O.K. So then maybe we won't have a "political movement." And maybe Gary Johnson or Ron Paul might not win any elections, either. Maybe we will just have philosophical circles. Is this a big loss? If it seems like one, then that may have something to do with the theory you hold about how people ought to talk and interact with each other. I am pretty much fine with saying that if the cost of a movement or a party is oversimplifying, lumping, papering over real differences or swallowing our debates in the name of political expediency, then that movement or that party sucks, and necessarily has very little to do with the sort of society that I should like to live in -- because the sort of society I should like to live in is one which, inter alia, supremely values honest debate, serious inquiry, intellectual experimentation, individuality and principled and creative dissent over conformity, political palavering and partisan rhetoric. I am not sure that that really need be the cost of a movement, but if it isn't, then they can pretty well cope with some idiosyncrasies and philosophical debates about self-labeling or the lack thereof, even if it complicates the "messaging" or some similarly cheap bit of psychosocial manipulation.

I agree with almost none of the stances that Will takes in the above post (aside from being at least as hesitant as he is to see my views conflated with Ron Paul's).
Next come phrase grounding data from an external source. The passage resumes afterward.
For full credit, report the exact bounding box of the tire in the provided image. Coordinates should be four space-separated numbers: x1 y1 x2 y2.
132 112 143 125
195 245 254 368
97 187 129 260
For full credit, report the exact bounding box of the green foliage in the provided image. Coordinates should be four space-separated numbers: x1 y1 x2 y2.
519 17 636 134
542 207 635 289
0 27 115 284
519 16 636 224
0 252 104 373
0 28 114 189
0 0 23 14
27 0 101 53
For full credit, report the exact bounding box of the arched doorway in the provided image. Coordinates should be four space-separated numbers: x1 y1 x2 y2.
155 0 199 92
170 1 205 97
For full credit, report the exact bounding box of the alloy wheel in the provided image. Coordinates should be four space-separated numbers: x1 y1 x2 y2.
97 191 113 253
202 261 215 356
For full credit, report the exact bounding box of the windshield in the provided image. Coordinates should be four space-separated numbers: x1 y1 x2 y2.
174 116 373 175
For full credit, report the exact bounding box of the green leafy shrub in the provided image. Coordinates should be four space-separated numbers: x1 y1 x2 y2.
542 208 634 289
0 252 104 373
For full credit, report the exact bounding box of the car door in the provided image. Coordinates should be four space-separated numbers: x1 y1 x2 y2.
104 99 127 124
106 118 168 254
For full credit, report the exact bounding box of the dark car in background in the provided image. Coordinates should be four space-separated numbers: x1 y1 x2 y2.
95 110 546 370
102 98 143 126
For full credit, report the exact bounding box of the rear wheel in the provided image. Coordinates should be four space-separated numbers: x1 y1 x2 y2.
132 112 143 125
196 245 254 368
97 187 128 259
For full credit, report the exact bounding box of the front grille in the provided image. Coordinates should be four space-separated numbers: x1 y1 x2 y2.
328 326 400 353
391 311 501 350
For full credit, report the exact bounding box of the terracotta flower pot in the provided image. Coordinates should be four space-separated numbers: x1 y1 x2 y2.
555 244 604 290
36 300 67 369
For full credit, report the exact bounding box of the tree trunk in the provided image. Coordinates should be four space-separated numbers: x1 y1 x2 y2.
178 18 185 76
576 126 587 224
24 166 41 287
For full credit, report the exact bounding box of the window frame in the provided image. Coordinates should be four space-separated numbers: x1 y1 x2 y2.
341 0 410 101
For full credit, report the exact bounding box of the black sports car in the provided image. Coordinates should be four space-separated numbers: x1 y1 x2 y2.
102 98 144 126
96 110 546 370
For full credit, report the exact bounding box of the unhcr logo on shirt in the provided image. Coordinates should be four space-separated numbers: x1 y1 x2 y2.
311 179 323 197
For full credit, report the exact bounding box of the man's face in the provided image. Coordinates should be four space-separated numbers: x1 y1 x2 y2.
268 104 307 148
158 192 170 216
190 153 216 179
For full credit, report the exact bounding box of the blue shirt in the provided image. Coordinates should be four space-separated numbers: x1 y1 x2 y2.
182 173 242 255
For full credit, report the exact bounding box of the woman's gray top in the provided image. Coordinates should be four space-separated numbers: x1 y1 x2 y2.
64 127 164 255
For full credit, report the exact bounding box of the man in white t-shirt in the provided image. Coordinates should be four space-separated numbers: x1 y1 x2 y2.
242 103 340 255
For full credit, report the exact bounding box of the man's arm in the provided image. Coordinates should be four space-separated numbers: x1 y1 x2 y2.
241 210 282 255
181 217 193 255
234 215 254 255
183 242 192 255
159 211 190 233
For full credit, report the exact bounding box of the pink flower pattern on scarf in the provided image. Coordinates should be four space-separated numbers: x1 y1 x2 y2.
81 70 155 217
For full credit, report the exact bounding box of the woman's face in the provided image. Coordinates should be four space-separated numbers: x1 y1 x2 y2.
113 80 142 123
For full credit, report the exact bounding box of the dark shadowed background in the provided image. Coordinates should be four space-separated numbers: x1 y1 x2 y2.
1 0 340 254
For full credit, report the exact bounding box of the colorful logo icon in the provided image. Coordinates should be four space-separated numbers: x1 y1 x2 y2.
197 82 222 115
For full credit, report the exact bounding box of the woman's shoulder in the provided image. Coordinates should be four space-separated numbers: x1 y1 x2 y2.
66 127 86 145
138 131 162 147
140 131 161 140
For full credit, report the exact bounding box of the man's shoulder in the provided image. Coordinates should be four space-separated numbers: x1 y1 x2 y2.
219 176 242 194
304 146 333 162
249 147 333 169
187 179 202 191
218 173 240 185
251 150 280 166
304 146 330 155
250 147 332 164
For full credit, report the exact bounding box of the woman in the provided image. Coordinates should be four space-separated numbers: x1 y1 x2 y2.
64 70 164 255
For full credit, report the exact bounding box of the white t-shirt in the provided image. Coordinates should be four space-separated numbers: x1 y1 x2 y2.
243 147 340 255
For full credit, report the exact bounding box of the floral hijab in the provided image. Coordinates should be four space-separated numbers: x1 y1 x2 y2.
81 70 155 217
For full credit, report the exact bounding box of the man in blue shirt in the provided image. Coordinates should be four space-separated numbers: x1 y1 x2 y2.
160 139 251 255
But if the argument against those stances is supposed to be that he ought to get over his qualms and take one for the party if "we" are ever going to win elections, then slap me silly and call me "liberaltarian." I sure didn't sign on to this gig in order to make it easier for Republican politicians to win elections.

Re: Libertarianism: Thick and Thin

As long as we're getting a libertarian club together here's my laundry list of things I want fixed...

I don't know where "clubs" come into this; nothing in Matt's article or in mine has anything in particular to do with things like movement strategy.  It has to do with the logical relationship between a philosophical commitment to libertarianism and a philosophical commitment to other social or philosophical beliefs. The best way to pursue these beliefs -- if you want to pursue them at all -- is a separate question.

That said, the "laundry list" approach that you criticize here is specifically discussed and rejected (or put over to the margin) in the discussion of "entailment thickness" and "conjunction thickness." (The "laundry list" approach being an instance of "conjunction thickness," which is not really a thick conception of libertarianism in any particularly interesting sense.)

But the point of the article is specifically that there are ways in which a "social preference" might be meaningfully connected with a commitment to libertarianism, even though it is neither identical with the libertarian commitment, nor something which is just tacked on alongside libertarianism. There are at least four other broad ways in which the commitment and the preference might be logically connected with each other (I discuss them as thickness for application, thickness from grounds, strategic thickness, and thickness from consequences; Matt's discussion in this post is mainly drawing on what I called "thickness from grounds"). Maybe you think that these sorts of reasons are illegitimate, inadequate, irrelevant, or just a bit silly; but if you, you haven't yet given an argument for that view.